節税策としての個人型DC

 平成13年10月より施行されている確定拠出年金制度(DC)には、企業が自社の年金制度として導入し、企業が掛金を負担する企業型と、個人が任意で加入し個人が掛金を負担する個人型の2種類あります。今回はこの内、個人型について、ご紹介しましょう。個人型DCに加入できるのは、自営業者又は企業年金制度を導入していない会社の従業員ですが、何れも、公的年金に加入していることが前提になっています。専業主婦(国民年金の第3号被保険者)や公務員および企業年金を導入している会社の従業員は、個人型DCに加入できません。掛金は、自営業者の場合が国民年金基金と合算して年間816,000円、企業年金制度を導入していない会社の従業員が年間180,000円です。ところで、この個人型DCは、今後給付が減額されていく公的年金を補完する制度として、様々な魅力を持っており、最近改めて注目されています。そのメリットには次のようなことが挙げられます

まず、掛金は全額所得控除となります。生保の個人年金が最大50,000円、損保の個人年金が最大15,000円しか所得控除されず、財形年金には所得控除がないことを考えると、破格の有利さです。例えば、事業所得が700万円、課税所得が300万円の方が、毎月68,000円(年間816,000円)を個人型DCとして積み立てた場合、実効税率20%として年間約163,000円の節税メリットがあるのです (816,000円 x 20%)。
受け取り時にも、税制優遇メリットがあります。年金には公的年金等控除が、一時金には退職所得控除が適用されるのです。
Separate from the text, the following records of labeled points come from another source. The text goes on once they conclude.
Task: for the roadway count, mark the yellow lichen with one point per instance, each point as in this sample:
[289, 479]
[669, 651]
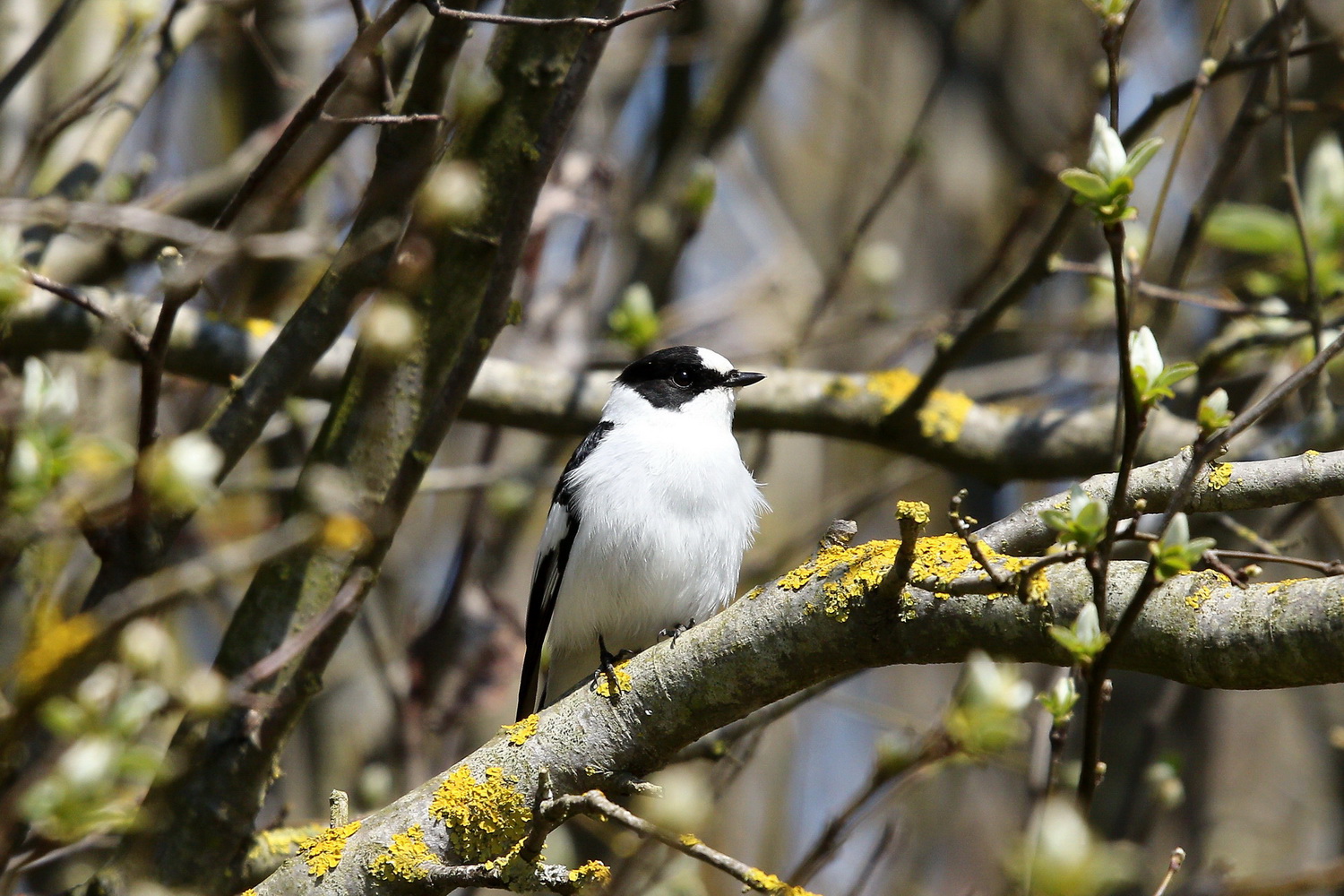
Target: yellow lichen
[322, 853]
[763, 883]
[487, 820]
[602, 685]
[943, 414]
[590, 872]
[938, 560]
[51, 646]
[405, 857]
[917, 511]
[521, 731]
[282, 841]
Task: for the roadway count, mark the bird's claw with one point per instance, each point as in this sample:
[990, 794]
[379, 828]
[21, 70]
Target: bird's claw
[677, 630]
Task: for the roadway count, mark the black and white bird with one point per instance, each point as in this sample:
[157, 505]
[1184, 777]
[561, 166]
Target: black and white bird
[648, 525]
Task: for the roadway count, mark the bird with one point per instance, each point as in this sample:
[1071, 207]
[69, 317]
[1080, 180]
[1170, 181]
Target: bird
[648, 521]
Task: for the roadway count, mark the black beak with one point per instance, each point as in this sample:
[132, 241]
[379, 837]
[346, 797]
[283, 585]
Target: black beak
[738, 379]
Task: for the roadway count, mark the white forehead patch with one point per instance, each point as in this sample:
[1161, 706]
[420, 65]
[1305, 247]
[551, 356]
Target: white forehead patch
[714, 360]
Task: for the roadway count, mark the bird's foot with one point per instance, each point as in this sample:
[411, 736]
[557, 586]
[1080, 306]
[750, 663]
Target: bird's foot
[677, 630]
[610, 681]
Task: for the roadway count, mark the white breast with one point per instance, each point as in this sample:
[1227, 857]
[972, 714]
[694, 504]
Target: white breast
[667, 509]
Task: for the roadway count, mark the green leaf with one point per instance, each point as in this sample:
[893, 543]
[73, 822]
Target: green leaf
[1086, 185]
[1140, 156]
[1257, 230]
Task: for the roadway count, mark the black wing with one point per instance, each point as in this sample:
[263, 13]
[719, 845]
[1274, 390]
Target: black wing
[562, 524]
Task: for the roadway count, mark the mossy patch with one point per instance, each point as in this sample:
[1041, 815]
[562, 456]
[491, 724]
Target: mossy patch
[486, 820]
[940, 559]
[1203, 590]
[591, 872]
[282, 841]
[1219, 476]
[602, 685]
[763, 883]
[916, 511]
[521, 731]
[405, 857]
[943, 416]
[322, 853]
[1274, 587]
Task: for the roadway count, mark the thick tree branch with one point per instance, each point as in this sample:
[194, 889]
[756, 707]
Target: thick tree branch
[953, 432]
[808, 627]
[1223, 487]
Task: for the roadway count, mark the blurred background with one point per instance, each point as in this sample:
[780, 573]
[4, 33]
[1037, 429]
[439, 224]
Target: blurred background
[819, 185]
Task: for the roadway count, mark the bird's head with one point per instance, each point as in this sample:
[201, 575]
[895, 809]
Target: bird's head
[685, 379]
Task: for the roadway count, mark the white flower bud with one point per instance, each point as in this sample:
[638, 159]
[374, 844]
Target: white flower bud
[1144, 354]
[48, 398]
[145, 645]
[195, 460]
[879, 263]
[390, 328]
[1324, 191]
[24, 461]
[1107, 153]
[1064, 840]
[1088, 625]
[995, 685]
[89, 762]
[97, 692]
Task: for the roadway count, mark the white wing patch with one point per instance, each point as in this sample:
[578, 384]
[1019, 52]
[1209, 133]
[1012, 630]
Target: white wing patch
[556, 527]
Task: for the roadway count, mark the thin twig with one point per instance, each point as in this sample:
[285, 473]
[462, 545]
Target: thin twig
[1155, 290]
[586, 22]
[1295, 195]
[905, 164]
[382, 120]
[365, 45]
[1172, 866]
[1202, 81]
[137, 340]
[1024, 576]
[978, 551]
[594, 802]
[1133, 418]
[1324, 567]
[343, 603]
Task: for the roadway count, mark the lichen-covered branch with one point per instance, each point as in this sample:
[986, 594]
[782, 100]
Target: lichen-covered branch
[825, 618]
[994, 443]
[1220, 487]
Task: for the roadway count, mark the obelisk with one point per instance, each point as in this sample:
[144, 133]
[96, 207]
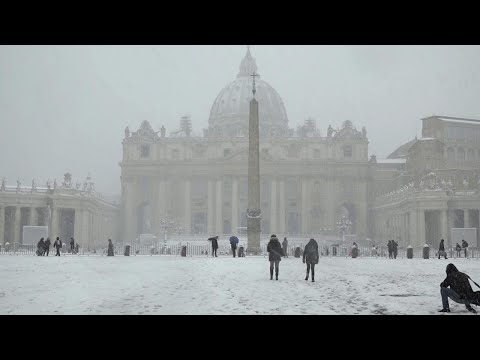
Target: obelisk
[254, 214]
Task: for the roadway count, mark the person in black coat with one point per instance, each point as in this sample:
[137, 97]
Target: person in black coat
[275, 253]
[47, 246]
[110, 248]
[58, 245]
[441, 249]
[460, 289]
[214, 241]
[465, 246]
[458, 248]
[41, 247]
[310, 257]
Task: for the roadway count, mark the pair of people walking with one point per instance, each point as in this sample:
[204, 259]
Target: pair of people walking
[276, 252]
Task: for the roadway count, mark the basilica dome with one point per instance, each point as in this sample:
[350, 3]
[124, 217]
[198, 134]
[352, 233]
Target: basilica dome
[230, 111]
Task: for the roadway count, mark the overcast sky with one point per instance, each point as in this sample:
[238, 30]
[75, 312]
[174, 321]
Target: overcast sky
[65, 108]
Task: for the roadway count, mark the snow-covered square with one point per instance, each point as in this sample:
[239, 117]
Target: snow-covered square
[225, 285]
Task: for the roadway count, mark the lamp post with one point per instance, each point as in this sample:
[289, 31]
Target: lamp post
[344, 225]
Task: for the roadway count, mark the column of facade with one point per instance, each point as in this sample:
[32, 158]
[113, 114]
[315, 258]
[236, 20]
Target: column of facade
[273, 207]
[444, 231]
[188, 207]
[466, 219]
[218, 207]
[234, 204]
[421, 227]
[412, 226]
[281, 207]
[32, 220]
[17, 223]
[2, 225]
[305, 206]
[210, 205]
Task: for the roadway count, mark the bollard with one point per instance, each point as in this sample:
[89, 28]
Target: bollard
[409, 252]
[426, 251]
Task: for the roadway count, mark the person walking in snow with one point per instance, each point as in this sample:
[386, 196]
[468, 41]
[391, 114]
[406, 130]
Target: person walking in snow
[58, 245]
[285, 247]
[456, 287]
[275, 253]
[441, 249]
[214, 241]
[47, 246]
[310, 257]
[233, 243]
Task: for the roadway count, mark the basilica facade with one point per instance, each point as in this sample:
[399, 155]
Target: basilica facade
[308, 181]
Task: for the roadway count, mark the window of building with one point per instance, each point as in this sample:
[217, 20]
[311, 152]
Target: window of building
[145, 151]
[347, 151]
[451, 154]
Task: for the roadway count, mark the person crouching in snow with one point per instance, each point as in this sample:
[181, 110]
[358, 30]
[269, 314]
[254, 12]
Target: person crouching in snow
[310, 256]
[275, 251]
[460, 289]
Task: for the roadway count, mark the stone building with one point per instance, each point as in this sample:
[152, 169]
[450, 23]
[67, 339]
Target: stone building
[68, 211]
[308, 181]
[430, 185]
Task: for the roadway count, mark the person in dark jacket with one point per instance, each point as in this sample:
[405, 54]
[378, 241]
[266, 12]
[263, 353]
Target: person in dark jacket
[110, 248]
[214, 241]
[458, 248]
[285, 247]
[47, 246]
[275, 253]
[460, 289]
[58, 245]
[233, 244]
[41, 247]
[310, 257]
[441, 249]
[465, 247]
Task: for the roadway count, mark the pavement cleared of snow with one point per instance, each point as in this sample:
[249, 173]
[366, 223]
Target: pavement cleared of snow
[223, 285]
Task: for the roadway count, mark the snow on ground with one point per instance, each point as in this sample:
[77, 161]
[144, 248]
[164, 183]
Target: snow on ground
[223, 285]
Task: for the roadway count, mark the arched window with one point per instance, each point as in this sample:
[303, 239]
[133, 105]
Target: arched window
[451, 154]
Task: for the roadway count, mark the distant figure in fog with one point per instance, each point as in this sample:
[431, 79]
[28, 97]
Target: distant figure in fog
[47, 246]
[110, 248]
[458, 248]
[310, 257]
[285, 246]
[214, 241]
[275, 253]
[58, 245]
[465, 247]
[441, 249]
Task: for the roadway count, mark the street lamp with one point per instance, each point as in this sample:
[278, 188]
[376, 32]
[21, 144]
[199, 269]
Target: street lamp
[344, 225]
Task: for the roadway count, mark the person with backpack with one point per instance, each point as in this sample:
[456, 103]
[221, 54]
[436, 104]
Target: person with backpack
[310, 257]
[275, 253]
[458, 248]
[456, 287]
[58, 245]
[233, 244]
[465, 247]
[47, 246]
[214, 241]
[285, 247]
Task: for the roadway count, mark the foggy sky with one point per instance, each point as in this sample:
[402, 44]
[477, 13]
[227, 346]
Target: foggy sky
[64, 108]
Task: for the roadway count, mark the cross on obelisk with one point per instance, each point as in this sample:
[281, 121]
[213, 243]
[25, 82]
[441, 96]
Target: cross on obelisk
[254, 214]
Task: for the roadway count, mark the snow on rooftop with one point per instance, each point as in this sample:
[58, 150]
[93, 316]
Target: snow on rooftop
[391, 161]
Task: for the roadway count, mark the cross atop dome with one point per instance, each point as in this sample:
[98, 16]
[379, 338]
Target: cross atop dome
[248, 66]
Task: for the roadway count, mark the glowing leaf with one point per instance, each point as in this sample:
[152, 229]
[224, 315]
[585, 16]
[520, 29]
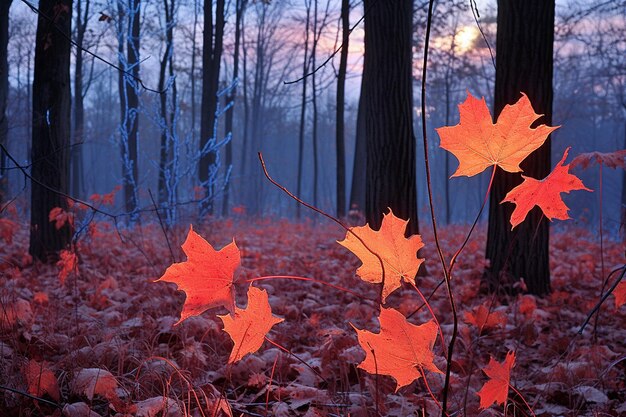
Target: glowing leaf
[401, 350]
[247, 327]
[620, 294]
[482, 318]
[206, 277]
[478, 143]
[613, 160]
[41, 380]
[497, 388]
[398, 253]
[545, 193]
[68, 263]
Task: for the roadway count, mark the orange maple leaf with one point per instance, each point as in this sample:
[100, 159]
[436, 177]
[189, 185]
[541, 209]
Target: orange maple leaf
[398, 253]
[482, 318]
[206, 277]
[401, 350]
[40, 379]
[545, 193]
[478, 143]
[248, 326]
[497, 388]
[620, 294]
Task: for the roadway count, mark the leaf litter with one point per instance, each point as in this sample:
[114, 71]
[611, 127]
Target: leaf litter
[107, 335]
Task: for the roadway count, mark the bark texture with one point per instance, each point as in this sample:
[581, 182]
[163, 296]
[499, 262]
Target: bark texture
[50, 128]
[390, 176]
[524, 47]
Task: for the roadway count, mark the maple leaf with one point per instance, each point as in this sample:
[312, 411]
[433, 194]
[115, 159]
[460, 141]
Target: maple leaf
[247, 327]
[482, 318]
[545, 193]
[478, 143]
[398, 253]
[60, 217]
[497, 388]
[41, 380]
[401, 350]
[620, 294]
[613, 160]
[206, 277]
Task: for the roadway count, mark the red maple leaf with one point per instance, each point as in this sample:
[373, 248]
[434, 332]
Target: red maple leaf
[206, 277]
[401, 350]
[248, 326]
[398, 253]
[497, 388]
[478, 143]
[545, 193]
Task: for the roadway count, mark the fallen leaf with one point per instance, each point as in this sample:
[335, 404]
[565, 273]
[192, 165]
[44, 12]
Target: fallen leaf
[478, 143]
[41, 380]
[401, 350]
[545, 193]
[247, 327]
[206, 277]
[620, 294]
[497, 388]
[398, 253]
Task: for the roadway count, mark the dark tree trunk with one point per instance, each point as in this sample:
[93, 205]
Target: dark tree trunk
[166, 126]
[76, 178]
[314, 104]
[357, 189]
[211, 57]
[391, 181]
[305, 69]
[4, 90]
[524, 46]
[340, 127]
[240, 7]
[132, 120]
[51, 129]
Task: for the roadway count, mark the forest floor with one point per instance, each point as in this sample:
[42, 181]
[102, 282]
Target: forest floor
[104, 342]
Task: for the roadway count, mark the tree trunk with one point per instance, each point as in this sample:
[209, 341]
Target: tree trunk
[166, 126]
[357, 189]
[76, 178]
[211, 57]
[240, 7]
[391, 181]
[51, 129]
[340, 127]
[4, 92]
[305, 69]
[524, 46]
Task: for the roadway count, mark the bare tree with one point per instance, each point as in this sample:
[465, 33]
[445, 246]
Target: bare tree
[4, 90]
[524, 49]
[391, 176]
[51, 129]
[212, 40]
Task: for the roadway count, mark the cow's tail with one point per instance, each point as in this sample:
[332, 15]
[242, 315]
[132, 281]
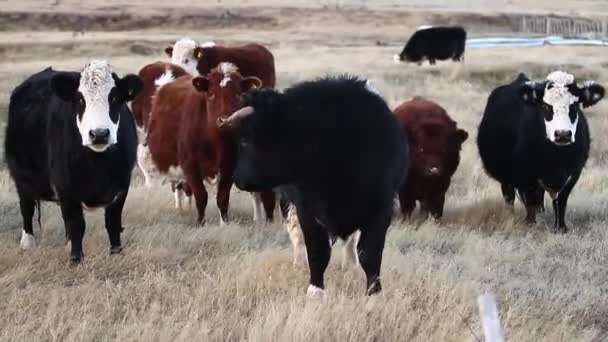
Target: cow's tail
[164, 79]
[211, 181]
[39, 214]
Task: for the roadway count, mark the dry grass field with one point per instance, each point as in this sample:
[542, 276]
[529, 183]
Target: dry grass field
[178, 282]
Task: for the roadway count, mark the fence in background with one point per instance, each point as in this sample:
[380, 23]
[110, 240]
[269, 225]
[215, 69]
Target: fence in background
[562, 26]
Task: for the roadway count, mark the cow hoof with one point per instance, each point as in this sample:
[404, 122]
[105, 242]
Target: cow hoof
[115, 250]
[300, 258]
[315, 293]
[75, 260]
[27, 241]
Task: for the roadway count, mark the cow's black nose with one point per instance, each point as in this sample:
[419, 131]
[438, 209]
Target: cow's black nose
[99, 135]
[563, 135]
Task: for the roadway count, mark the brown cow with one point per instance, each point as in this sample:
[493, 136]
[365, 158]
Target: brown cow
[435, 144]
[251, 59]
[152, 75]
[184, 139]
[182, 63]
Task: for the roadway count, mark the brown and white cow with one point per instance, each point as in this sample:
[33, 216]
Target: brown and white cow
[155, 74]
[183, 137]
[251, 60]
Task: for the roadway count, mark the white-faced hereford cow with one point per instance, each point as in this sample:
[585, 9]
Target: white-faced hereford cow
[184, 139]
[343, 156]
[153, 75]
[71, 138]
[251, 60]
[534, 138]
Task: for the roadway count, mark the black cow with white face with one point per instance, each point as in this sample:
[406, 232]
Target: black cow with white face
[339, 149]
[434, 43]
[71, 138]
[534, 138]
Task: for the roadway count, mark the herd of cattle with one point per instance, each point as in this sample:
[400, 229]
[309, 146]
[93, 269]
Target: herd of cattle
[330, 149]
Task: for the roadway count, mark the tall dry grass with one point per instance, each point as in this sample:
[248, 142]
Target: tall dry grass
[175, 281]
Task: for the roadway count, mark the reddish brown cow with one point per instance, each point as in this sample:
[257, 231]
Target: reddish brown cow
[435, 144]
[142, 104]
[183, 136]
[251, 59]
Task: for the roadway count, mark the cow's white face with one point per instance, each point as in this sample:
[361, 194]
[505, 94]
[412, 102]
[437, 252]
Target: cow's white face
[561, 119]
[98, 96]
[98, 127]
[558, 98]
[182, 54]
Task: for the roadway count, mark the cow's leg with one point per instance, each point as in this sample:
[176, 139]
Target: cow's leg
[71, 211]
[532, 198]
[188, 192]
[113, 218]
[284, 205]
[407, 203]
[256, 201]
[562, 202]
[350, 254]
[27, 206]
[296, 236]
[508, 193]
[179, 198]
[195, 183]
[435, 205]
[269, 201]
[223, 195]
[371, 246]
[318, 251]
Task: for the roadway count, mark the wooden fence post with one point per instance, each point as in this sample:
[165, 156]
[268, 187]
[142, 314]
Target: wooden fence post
[490, 322]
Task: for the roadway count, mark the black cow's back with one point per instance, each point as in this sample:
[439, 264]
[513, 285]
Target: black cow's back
[25, 147]
[361, 151]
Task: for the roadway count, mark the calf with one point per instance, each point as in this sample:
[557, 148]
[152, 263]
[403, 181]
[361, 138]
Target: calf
[341, 150]
[435, 144]
[184, 140]
[153, 75]
[434, 43]
[71, 139]
[534, 137]
[251, 60]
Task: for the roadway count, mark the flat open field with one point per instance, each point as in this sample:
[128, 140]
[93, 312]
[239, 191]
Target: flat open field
[176, 281]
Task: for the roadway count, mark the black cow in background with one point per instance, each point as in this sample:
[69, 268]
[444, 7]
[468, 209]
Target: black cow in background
[534, 138]
[71, 138]
[434, 43]
[341, 150]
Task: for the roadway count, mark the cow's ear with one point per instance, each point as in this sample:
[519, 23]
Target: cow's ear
[65, 85]
[250, 82]
[460, 136]
[532, 92]
[128, 87]
[201, 83]
[198, 53]
[591, 93]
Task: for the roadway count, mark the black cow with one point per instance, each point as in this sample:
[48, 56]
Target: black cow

また、個人型DCは自分で金融商品を選んで運用でき、金融商品の変更も可能です。従来から株式・投資信託等の運用をされていた方にはこの”自己運用”には魅力があるでしょう。但し、個人型DCは原則として”60歳からしか”年金および一時金を受け取れない事にご注意下さい。積立金は、原則として年金の受給開始年齢(原則60 歳)までは引き出すことはできないのです。50歳以上で加入した場合は、受給開始年齢が60歳よりも遅くなります。然し乍ら、それでもこの制度の税制メリットは大きいと思います。公的年金が今後の給付水準をハッキリ出来ない今日、それを補完する選択肢の一つとしてお考えになっては如何でしょうか。